Above: YouTuber Cubaknow reviews Jungle Jezebel
The Sarah Baker fragrance, Jungle Jezebel by Miguel Matos launched in December 2018 has fuelled debate in the world of niche perfumery that raise questions relevant for the contemporary state of luxury fragrances on a larger scale.
While the Sarah Baker brand has always embraced a “gender optional” position for its fragrances, Jungle Jezebel has been its most provocative juice to do date. A special limited edition project, this fragrance by nose Miguel Matos took its inspiration from the cult star, actor and drag performer Divine (born Harris Glen Milstead) as its inspiration.
A veteran of the grittier earlier underground films by director and artist John Waters, Divine later appeared in Waters’ mainstream hit Hairspray (1988) and enjoyed some success in mainstream Hollywood films. General audiences may remember Hairspray —remade in 2007 starring John Travolta and a successful stage musical—without remembering its original star, but Divine remains an icon for successive generations of the LGBTQ audience, bohemian creative communities and fellow travellers. Not exactly the usual source of reference for a luxury fragrance...
The handcrafted packaging—including as set of false eyelashes and a streak of blonde artificial hair paying homage to Divine—for this limited edition of only 250 bottles has certainly caused a stir. It’s fair to say that it’s prompted polar responses: those appreciating its reference to kitsch and the homemade—and perhaps Sarah Baker’s practice as a contemporary artist—showing great enthusiasm whilst others have not.
Yet here’s the rub: controversial or not, Jungle Jezebel as a fragrance has garnered a plethora of positive reviews from authoritative voices respected within the niche fragrance world, particularly those active with video reviews—whether they liked the packaging or not—and during the run up to the 2018 festive period, became one of the top selling fragrances at sarahbakerperfumes.com
The unexpected success of of Jungle Jezebel, originally envisaged as a discrete special project within the brand’s broader offer, raises interesting questions about what today’s discerning consumer seeks in a fragrance. Its performance, with its challenging narrative and packaging, suggests today’s fragrance shopper is far more complex than perhaps assumed by mainstream branding or marketing messaging.

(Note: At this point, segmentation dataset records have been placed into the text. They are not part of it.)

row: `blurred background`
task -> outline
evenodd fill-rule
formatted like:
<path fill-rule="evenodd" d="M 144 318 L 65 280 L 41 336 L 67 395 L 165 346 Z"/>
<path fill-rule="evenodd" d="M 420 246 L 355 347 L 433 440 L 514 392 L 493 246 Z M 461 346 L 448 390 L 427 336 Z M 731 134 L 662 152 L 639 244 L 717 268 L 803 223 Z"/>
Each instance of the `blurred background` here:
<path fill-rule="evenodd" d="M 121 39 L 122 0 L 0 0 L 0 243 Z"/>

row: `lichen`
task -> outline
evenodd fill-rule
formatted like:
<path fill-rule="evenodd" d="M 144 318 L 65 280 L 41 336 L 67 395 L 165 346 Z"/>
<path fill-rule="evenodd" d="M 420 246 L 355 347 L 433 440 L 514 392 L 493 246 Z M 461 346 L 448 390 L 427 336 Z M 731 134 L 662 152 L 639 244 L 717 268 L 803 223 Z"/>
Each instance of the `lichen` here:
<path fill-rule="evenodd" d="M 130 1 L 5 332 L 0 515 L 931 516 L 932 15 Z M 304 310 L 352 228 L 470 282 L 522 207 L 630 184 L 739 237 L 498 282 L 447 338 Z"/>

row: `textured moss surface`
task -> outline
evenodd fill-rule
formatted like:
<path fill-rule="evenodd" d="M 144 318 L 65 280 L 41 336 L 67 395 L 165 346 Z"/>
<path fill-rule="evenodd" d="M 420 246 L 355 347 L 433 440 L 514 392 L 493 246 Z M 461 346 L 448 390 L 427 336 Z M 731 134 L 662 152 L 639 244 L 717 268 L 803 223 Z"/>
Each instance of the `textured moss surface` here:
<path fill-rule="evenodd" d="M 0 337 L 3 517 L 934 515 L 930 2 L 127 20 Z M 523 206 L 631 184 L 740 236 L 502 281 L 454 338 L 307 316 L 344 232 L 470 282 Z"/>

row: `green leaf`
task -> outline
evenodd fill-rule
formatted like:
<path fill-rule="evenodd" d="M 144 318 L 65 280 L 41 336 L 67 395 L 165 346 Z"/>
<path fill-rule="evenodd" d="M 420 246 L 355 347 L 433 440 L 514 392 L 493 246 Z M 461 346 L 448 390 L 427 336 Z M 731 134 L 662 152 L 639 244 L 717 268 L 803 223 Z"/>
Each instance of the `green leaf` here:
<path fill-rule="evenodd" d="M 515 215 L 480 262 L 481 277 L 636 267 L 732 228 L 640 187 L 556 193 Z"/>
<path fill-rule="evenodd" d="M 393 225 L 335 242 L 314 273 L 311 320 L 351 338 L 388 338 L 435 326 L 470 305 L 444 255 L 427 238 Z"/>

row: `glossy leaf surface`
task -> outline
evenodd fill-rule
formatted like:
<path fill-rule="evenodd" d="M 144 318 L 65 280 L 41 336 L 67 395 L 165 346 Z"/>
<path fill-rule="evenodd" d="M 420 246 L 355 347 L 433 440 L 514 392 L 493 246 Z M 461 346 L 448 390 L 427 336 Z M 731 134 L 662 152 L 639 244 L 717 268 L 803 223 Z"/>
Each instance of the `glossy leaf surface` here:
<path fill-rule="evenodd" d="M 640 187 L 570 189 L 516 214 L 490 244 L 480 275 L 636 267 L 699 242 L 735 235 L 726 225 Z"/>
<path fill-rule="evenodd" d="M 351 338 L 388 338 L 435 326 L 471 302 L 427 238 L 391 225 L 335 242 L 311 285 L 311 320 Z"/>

Questioned about the unexpected results, founder and Creative Director Sarah Baker said: “It’s been fantastic working with Miguel on this fragrance. I think we have had that fortunate experience of being aligned all the way on this one. Part of me knows that if you have a unique fragrance that stands apart—and this is one of them—you can put it in a standard, branded bottle and it will be appreciated. But I also think that he has totally understood my practice as an artist and that it’s been a beautiful moment of synergy. Some people in the perfume world simply haven’t got it. But when they’ve got it, they’ve got it totally; juice and concept. It’s too early to jump to conclusions about whether it’s part of the bigger debate about gender fluidity or not.."
Jungle Jezebel was launched at an intimate event at The Queen Adelaide in London 2018. Unlike most fragrance launches, it was open to the public, in keeping with the ethos of the fragrance’s inspiration and the setting.